- The UN’s food agency has launched an investigation into reports alleging that Somali aid targeted to disadvantaged societies have been diverted and sold in the open market in Somalia.
Reports said stashes of maize, wheat and cooking oil bearing the UN World Food Programme (WFP) logo were in sale in more than 15 shops in Somalia’ s market in the capital Mogadishu.
The local traders have reportedly told officials that the goods are freely available at warehouses.
The WFP has also conceded that the gatekeepers may have siphon off aid after it reaches the camps, but however rejects claims that the agency staff are party to corruption.

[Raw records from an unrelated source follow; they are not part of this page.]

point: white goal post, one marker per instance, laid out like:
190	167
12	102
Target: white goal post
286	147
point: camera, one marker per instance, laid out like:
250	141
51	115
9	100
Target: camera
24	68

WFP also said it takes any allegation of food diversion extremely seriously, vowing to investigate all allegations surrounding the aid scandal in the Horn of Africa state.
About 45,000 tonnes of WFP food are shipped to Somalia from Kenya every month, according to reports.
The food agency said that over a million people have been driven from their homes by fighting, including 117,000 people that have fled from Mogadishu's fighting in the last month.
One in three Somali children are classified by the UN as malnourished. UN officials claim that the civil war and the worst drought in a decade have created near-famine conditions, with Somalia ranking alongside Darfur as the worst humanitarian emergency anywhere in the world.
The WFP is tasked with feeding 3.5 million Somalis almost half the entire population.